La mancanza di una azione diplomatica efficace, infatti, riporta direttamente alle conclusioni del summit. Come pretendevano gli organizzatori della conferenza di fissare i termini di sanzioni che altri avrebbero dovuto pagare? I Paesi industrializzati più degli altri. Il comportamento del Giappone - unico tra i tre colossi ad essere stato invitato all’Aia e insieme agli Usa fra i maggiori produttori di clorofluorococarburi - si è rivelato durissimo: no, ad una agenzia internazionale svincolata dall’Onu; no a decidere autonomamente il criterio delle sanzioni. Di contro, i Paesi poveri. Erano presenti, fra gli altri, Mohammad Mubarak, presidente dell’Egitto, il re hascemita di Giordania, Hussein, il presidente del Senegal, Abdou Diouf. Per loro, la battaglia ecologica si vince imponendo un controllo rigido, con un’istituzione internazionale in grado di determinare il livello degli interventi. Soprattutto, con un impegno del Nord nel sostenere la riconversione industriale dei Paesi in via di sviluppo. Non inquinare, d’altronde, costa molto.

E il trasferimento delle risorse è essenziale per un efficiente governo mondiale della natura. Ma in che misura aiutare il Terzo e Quarto mondo a coniugare sviluppo e protezione ambientale? Le risposte ci consegnano le conclusioni di questa singolare conferenza. E anche un piccolo “giallo”. Nel testo conclusivo in lingua inglese, si parla di “assistenza compensativa”; in quello in lingua francese di un aiuto “a titolo di compensazione”. Si tratta di strade molto diverse: la prima implica un coinvolgimento della comunità internazionale nelle scelte dei singoli Paesi; l’altra, di un sovvenzionamento “tout-court” agli interventi per ridurre il livello di inquinamento. Una distrazione nella traduzione? Ma come ci si avvia all’appuntamento di Helsinki?

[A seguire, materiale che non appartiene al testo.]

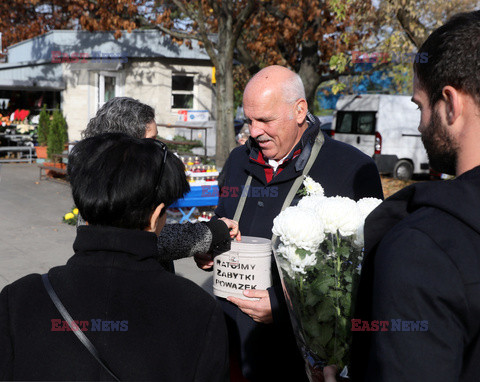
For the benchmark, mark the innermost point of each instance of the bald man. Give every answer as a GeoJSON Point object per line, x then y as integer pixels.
{"type": "Point", "coordinates": [283, 133]}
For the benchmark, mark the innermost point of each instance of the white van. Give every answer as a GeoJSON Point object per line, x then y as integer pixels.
{"type": "Point", "coordinates": [384, 127]}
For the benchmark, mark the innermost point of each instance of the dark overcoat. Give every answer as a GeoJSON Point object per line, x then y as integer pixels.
{"type": "Point", "coordinates": [269, 352]}
{"type": "Point", "coordinates": [147, 323]}
{"type": "Point", "coordinates": [421, 277]}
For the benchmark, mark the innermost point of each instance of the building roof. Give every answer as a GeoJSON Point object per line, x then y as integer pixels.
{"type": "Point", "coordinates": [30, 61]}
{"type": "Point", "coordinates": [138, 43]}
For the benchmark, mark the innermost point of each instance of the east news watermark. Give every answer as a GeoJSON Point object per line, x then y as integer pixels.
{"type": "Point", "coordinates": [59, 57]}
{"type": "Point", "coordinates": [359, 57]}
{"type": "Point", "coordinates": [235, 191]}
{"type": "Point", "coordinates": [394, 325]}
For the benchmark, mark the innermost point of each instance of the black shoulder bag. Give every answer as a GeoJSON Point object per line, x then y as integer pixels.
{"type": "Point", "coordinates": [66, 316]}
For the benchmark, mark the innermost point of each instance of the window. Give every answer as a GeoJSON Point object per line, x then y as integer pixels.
{"type": "Point", "coordinates": [182, 91]}
{"type": "Point", "coordinates": [345, 123]}
{"type": "Point", "coordinates": [109, 86]}
{"type": "Point", "coordinates": [355, 122]}
{"type": "Point", "coordinates": [366, 123]}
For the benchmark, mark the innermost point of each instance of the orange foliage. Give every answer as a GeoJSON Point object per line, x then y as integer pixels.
{"type": "Point", "coordinates": [23, 19]}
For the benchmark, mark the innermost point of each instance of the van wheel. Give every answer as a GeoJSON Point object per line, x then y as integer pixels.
{"type": "Point", "coordinates": [403, 170]}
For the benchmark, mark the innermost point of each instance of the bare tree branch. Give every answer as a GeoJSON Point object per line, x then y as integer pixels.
{"type": "Point", "coordinates": [406, 21]}
{"type": "Point", "coordinates": [209, 47]}
{"type": "Point", "coordinates": [180, 35]}
{"type": "Point", "coordinates": [242, 18]}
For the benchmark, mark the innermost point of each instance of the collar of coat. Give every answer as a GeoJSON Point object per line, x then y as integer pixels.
{"type": "Point", "coordinates": [138, 245]}
{"type": "Point", "coordinates": [457, 198]}
{"type": "Point", "coordinates": [293, 163]}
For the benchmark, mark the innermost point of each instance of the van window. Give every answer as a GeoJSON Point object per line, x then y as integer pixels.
{"type": "Point", "coordinates": [345, 120]}
{"type": "Point", "coordinates": [366, 123]}
{"type": "Point", "coordinates": [355, 122]}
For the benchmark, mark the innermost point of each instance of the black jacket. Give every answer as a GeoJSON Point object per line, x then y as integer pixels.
{"type": "Point", "coordinates": [174, 331]}
{"type": "Point", "coordinates": [422, 267]}
{"type": "Point", "coordinates": [269, 352]}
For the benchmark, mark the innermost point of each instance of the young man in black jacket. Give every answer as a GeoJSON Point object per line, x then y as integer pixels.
{"type": "Point", "coordinates": [282, 137]}
{"type": "Point", "coordinates": [130, 116]}
{"type": "Point", "coordinates": [421, 273]}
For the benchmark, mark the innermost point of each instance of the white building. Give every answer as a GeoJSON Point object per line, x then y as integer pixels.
{"type": "Point", "coordinates": [79, 71]}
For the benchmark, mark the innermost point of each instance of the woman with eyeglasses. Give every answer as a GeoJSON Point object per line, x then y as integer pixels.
{"type": "Point", "coordinates": [112, 312]}
{"type": "Point", "coordinates": [176, 241]}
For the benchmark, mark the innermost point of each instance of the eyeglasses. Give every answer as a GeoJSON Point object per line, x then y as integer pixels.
{"type": "Point", "coordinates": [164, 148]}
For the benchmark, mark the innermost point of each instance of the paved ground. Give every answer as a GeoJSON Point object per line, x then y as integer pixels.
{"type": "Point", "coordinates": [32, 235]}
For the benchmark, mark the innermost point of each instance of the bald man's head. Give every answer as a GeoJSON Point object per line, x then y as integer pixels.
{"type": "Point", "coordinates": [275, 107]}
{"type": "Point", "coordinates": [278, 78]}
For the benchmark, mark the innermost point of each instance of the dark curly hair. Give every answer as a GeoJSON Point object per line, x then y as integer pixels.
{"type": "Point", "coordinates": [117, 180]}
{"type": "Point", "coordinates": [121, 115]}
{"type": "Point", "coordinates": [453, 52]}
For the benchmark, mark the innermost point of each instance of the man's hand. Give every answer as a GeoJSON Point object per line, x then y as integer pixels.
{"type": "Point", "coordinates": [204, 261]}
{"type": "Point", "coordinates": [260, 311]}
{"type": "Point", "coordinates": [329, 373]}
{"type": "Point", "coordinates": [233, 227]}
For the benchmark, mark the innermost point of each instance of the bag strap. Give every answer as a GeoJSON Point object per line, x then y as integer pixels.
{"type": "Point", "coordinates": [66, 316]}
{"type": "Point", "coordinates": [298, 182]}
{"type": "Point", "coordinates": [243, 198]}
{"type": "Point", "coordinates": [295, 186]}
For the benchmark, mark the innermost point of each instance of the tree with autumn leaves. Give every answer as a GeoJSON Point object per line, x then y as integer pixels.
{"type": "Point", "coordinates": [314, 38]}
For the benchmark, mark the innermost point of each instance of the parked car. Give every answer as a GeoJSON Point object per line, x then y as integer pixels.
{"type": "Point", "coordinates": [326, 124]}
{"type": "Point", "coordinates": [384, 127]}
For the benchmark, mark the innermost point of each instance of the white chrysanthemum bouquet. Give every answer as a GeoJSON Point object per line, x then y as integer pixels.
{"type": "Point", "coordinates": [319, 255]}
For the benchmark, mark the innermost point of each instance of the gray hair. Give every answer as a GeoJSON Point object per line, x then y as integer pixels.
{"type": "Point", "coordinates": [293, 89]}
{"type": "Point", "coordinates": [121, 115]}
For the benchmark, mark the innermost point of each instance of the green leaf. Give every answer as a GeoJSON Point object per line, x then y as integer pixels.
{"type": "Point", "coordinates": [302, 253]}
{"type": "Point", "coordinates": [326, 333]}
{"type": "Point", "coordinates": [312, 299]}
{"type": "Point", "coordinates": [322, 284]}
{"type": "Point", "coordinates": [325, 310]}
{"type": "Point", "coordinates": [311, 327]}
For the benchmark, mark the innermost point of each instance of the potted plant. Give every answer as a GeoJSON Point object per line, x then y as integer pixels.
{"type": "Point", "coordinates": [57, 137]}
{"type": "Point", "coordinates": [42, 131]}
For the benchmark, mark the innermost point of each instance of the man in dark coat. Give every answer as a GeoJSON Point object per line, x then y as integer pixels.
{"type": "Point", "coordinates": [421, 273]}
{"type": "Point", "coordinates": [282, 137]}
{"type": "Point", "coordinates": [146, 323]}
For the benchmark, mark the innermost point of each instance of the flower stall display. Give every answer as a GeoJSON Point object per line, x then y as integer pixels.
{"type": "Point", "coordinates": [319, 252]}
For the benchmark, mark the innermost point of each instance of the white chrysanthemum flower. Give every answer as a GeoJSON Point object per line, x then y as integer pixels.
{"type": "Point", "coordinates": [295, 261]}
{"type": "Point", "coordinates": [310, 202]}
{"type": "Point", "coordinates": [300, 227]}
{"type": "Point", "coordinates": [367, 205]}
{"type": "Point", "coordinates": [339, 214]}
{"type": "Point", "coordinates": [312, 187]}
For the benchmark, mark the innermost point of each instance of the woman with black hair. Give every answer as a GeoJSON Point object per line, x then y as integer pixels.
{"type": "Point", "coordinates": [140, 321]}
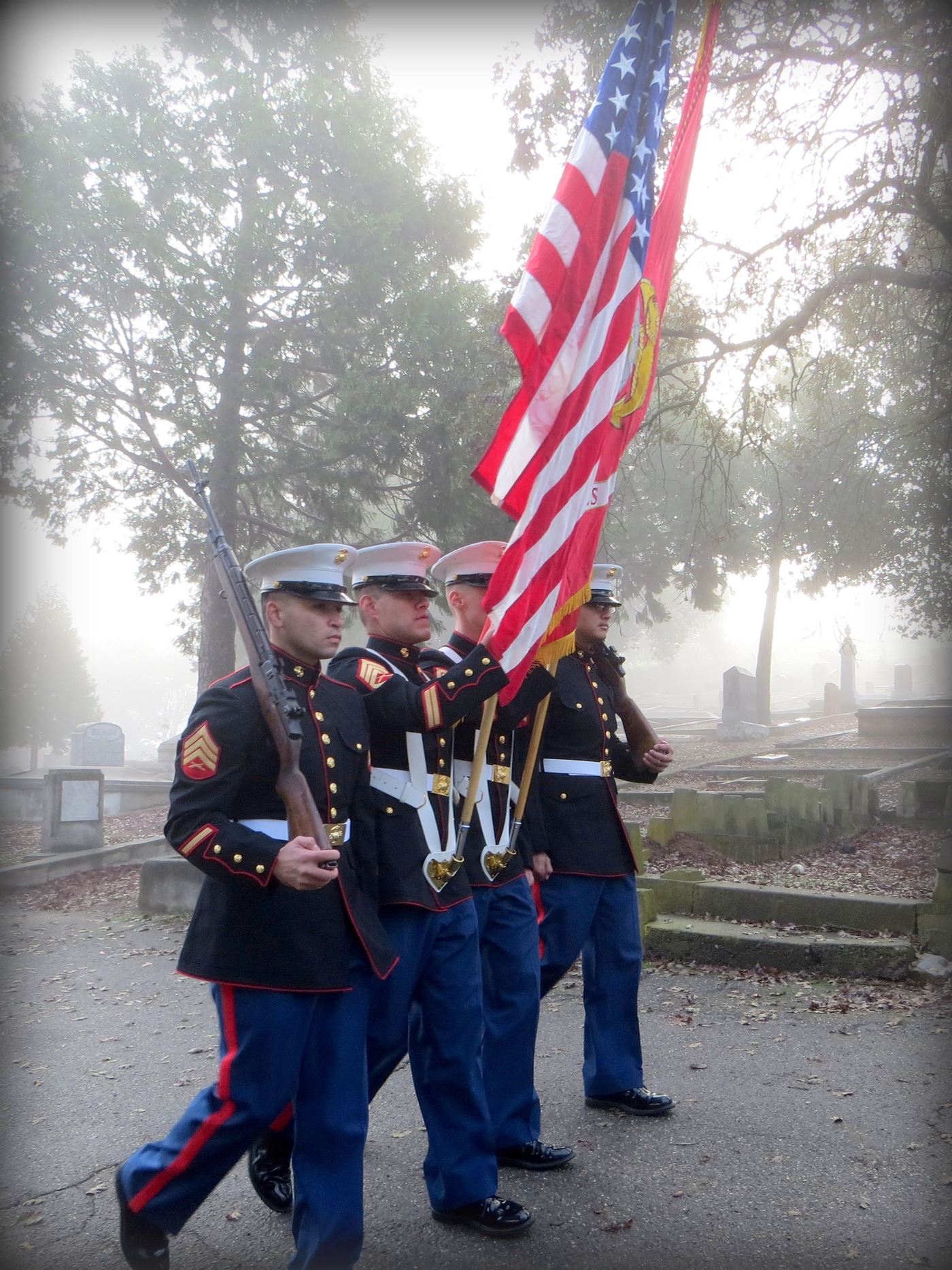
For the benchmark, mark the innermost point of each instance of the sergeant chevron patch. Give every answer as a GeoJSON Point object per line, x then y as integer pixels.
{"type": "Point", "coordinates": [201, 754]}
{"type": "Point", "coordinates": [372, 673]}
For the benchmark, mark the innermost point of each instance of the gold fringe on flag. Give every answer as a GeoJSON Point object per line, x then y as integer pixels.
{"type": "Point", "coordinates": [550, 653]}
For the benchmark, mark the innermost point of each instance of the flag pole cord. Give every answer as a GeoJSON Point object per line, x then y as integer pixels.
{"type": "Point", "coordinates": [530, 769]}
{"type": "Point", "coordinates": [479, 760]}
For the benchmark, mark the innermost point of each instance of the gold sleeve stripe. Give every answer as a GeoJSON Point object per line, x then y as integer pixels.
{"type": "Point", "coordinates": [432, 707]}
{"type": "Point", "coordinates": [197, 839]}
{"type": "Point", "coordinates": [372, 673]}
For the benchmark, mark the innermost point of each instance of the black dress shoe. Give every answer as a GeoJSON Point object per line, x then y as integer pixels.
{"type": "Point", "coordinates": [269, 1170]}
{"type": "Point", "coordinates": [634, 1103]}
{"type": "Point", "coordinates": [493, 1216]}
{"type": "Point", "coordinates": [145, 1246]}
{"type": "Point", "coordinates": [534, 1155]}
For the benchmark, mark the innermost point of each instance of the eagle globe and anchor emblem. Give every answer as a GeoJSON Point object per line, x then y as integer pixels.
{"type": "Point", "coordinates": [641, 353]}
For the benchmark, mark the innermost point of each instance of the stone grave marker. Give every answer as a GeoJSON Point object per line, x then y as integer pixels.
{"type": "Point", "coordinates": [73, 811]}
{"type": "Point", "coordinates": [739, 712]}
{"type": "Point", "coordinates": [98, 744]}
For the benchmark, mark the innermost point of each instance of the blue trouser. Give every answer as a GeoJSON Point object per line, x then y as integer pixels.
{"type": "Point", "coordinates": [275, 1047]}
{"type": "Point", "coordinates": [511, 1005]}
{"type": "Point", "coordinates": [600, 918]}
{"type": "Point", "coordinates": [438, 973]}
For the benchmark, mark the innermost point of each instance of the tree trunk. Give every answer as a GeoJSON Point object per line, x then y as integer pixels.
{"type": "Point", "coordinates": [764, 652]}
{"type": "Point", "coordinates": [216, 649]}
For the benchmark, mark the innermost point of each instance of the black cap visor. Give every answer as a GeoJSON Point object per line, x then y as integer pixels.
{"type": "Point", "coordinates": [324, 591]}
{"type": "Point", "coordinates": [395, 582]}
{"type": "Point", "coordinates": [605, 597]}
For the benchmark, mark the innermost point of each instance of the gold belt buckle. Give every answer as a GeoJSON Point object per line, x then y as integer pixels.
{"type": "Point", "coordinates": [496, 861]}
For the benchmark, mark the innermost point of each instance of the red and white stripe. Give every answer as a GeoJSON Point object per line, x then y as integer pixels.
{"type": "Point", "coordinates": [551, 464]}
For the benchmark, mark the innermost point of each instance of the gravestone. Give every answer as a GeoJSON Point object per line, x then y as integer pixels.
{"type": "Point", "coordinates": [73, 811]}
{"type": "Point", "coordinates": [739, 713]}
{"type": "Point", "coordinates": [98, 744]}
{"type": "Point", "coordinates": [847, 672]}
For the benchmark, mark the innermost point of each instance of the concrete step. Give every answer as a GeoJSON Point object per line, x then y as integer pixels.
{"type": "Point", "coordinates": [711, 943]}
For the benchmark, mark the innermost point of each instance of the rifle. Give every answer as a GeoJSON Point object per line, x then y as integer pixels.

Riuscirà la comunità internazionale ad introdurre vincoli più severi per fronteggiare il disastro ecologico? Giorgio Ruffolo, ministro del’Ambiente, è “moderatamente ottimista”. “Noi dobbiamo cercare di cogliere tutto quello che di buono si sta sviluppando. Anche quello che è emerso in questa conferenza. D’altronde la proposta di un’Agenzia internazionale dev’essere pensata meglio: bisogna sapere cosa deve fare, di quali strumenti può disporre.